All these articles make me think this is how Facebook conducts their meetings and communications. "Hey Bob, I really hate your work." "Oh, you LOVE it, right?" "Yeah, that's what I said."

I believe it's referred to as "link bait"
That is my preferred way to communicate.
>"I love the sarcastic titles..."

Whoops! You did it, too.

The title annoys me because I clicked on it wanting to read about hate. I'm just that kind of person.

Engineer interns unite!

Most of these seem true about any well put together company that has set the boundaries between the code and breaking of said code. As a software engineer intern at Animoto in NYC, these were all completely true, and I know other interns at other startups in NYC that also had high expectations out of their SE interns.

Interns can't learn unless they build and break, and shouldn't be put out in an island so they don't have to worry about breaking.

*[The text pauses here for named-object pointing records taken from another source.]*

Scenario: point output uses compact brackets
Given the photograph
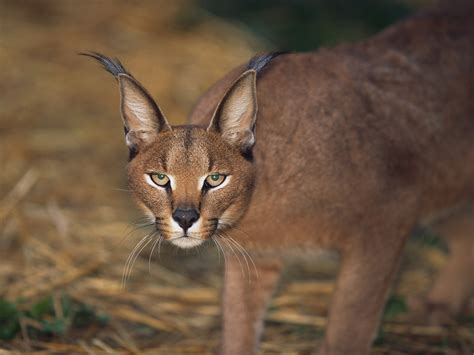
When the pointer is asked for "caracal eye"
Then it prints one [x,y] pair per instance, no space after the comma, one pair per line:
[160,179]
[215,179]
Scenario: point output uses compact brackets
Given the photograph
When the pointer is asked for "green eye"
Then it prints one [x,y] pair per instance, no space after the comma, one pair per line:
[160,179]
[215,179]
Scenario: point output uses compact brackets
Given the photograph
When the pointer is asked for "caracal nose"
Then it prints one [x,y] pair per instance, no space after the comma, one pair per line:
[185,217]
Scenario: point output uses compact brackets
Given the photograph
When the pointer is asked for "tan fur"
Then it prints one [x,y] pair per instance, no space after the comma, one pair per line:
[353,147]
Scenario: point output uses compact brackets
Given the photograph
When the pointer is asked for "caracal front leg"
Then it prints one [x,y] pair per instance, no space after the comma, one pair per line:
[245,302]
[363,283]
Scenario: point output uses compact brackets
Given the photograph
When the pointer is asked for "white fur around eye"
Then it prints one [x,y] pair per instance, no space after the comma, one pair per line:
[152,184]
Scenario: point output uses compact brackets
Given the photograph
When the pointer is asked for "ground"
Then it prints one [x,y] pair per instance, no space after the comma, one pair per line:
[67,223]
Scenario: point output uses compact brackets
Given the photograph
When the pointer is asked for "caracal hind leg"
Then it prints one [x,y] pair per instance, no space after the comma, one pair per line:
[455,283]
[245,302]
[363,283]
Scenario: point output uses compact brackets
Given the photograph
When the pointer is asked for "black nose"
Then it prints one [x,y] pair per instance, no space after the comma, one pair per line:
[185,218]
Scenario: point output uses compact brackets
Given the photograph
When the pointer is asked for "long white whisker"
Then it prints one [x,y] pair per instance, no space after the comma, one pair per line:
[151,253]
[130,256]
[228,243]
[128,265]
[135,258]
[249,256]
[223,254]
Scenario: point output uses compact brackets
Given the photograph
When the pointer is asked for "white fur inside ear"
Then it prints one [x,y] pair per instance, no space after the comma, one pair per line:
[140,110]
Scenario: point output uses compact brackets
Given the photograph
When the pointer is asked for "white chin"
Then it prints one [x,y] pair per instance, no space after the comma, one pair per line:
[186,243]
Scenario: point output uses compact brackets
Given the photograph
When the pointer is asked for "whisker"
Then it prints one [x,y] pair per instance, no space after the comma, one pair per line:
[151,252]
[249,256]
[131,255]
[227,242]
[137,254]
[223,254]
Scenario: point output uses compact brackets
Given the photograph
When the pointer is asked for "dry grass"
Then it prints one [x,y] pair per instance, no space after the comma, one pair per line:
[65,213]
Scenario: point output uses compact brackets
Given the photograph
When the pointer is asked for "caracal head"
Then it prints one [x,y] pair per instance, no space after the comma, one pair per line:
[193,182]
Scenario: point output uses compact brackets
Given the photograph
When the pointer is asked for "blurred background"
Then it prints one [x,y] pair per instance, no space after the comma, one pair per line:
[67,223]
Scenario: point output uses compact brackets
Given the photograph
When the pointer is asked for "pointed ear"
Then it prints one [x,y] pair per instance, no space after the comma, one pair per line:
[142,118]
[235,115]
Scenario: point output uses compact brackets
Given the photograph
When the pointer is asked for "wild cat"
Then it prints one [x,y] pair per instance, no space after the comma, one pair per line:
[346,149]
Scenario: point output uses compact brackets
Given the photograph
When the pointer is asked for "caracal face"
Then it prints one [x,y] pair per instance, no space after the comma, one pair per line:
[192,184]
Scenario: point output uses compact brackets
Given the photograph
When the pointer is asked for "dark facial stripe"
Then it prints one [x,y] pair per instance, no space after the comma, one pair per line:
[188,139]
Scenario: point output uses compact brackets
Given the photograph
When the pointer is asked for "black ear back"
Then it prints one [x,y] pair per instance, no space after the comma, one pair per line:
[142,117]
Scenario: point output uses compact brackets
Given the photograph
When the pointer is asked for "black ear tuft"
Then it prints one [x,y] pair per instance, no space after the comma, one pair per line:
[259,62]
[113,66]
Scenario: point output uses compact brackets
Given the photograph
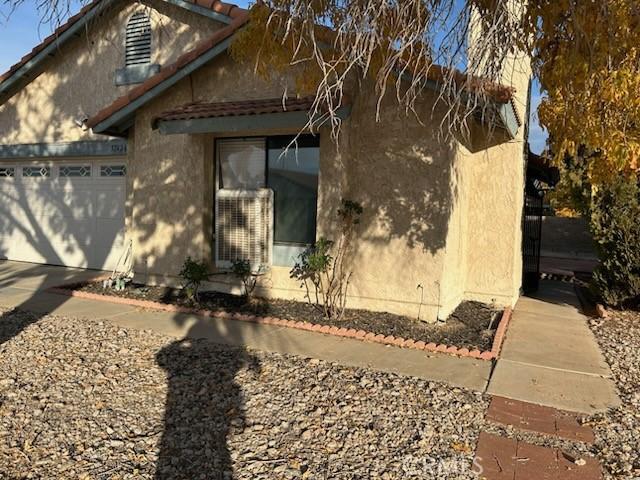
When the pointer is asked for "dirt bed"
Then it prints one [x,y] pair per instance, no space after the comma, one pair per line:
[471,325]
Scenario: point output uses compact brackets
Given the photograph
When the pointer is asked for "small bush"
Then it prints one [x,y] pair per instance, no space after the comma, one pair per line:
[322,268]
[615,224]
[193,274]
[249,278]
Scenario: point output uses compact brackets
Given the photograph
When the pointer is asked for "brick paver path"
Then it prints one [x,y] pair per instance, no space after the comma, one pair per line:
[535,418]
[511,459]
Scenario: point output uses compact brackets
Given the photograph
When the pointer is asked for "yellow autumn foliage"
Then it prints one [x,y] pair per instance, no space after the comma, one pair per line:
[586,54]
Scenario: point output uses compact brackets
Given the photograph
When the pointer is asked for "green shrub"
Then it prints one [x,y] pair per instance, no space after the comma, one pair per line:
[322,268]
[242,270]
[193,274]
[615,224]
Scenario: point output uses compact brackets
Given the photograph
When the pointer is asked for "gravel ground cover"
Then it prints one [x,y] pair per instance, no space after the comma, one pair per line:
[618,431]
[471,325]
[85,399]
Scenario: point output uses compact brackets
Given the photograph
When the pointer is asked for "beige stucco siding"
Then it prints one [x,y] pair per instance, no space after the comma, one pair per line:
[398,168]
[494,191]
[441,222]
[80,79]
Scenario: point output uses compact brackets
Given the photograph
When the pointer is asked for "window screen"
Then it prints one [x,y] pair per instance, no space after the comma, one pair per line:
[294,179]
[138,41]
[242,163]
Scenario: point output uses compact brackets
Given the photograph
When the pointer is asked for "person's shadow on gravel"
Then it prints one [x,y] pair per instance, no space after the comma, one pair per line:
[203,403]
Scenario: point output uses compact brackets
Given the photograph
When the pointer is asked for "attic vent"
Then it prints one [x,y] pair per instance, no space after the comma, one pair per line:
[244,226]
[138,41]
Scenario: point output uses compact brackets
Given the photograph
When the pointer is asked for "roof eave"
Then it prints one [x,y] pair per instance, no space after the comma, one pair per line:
[121,120]
[8,86]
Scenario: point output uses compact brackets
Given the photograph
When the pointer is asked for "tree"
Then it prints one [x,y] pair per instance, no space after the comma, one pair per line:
[585,54]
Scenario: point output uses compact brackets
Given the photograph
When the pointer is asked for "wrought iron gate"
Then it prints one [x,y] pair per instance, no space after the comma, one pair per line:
[531,238]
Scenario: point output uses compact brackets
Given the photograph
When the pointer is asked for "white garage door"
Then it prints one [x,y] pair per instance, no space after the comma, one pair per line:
[63,213]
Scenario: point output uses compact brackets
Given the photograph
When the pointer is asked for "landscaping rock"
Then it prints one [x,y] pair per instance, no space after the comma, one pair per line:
[84,399]
[618,430]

If your system is built out well enough, no intern would be able to push out code that breaks in production.

Unlike Phillip Su's post, this is all just very thinly veiled sarcasm to make Facebook look like a good place to do an internship.

While I think Phillip also was being sarcastic, he actually gave good insight into why I wouldn't want to work for Facebook: too much code being shipped, not enough meetings (which results in disorganization, fragmented or duplicated effort), and too many decisions made by engineers (which means less consistent, less usable products).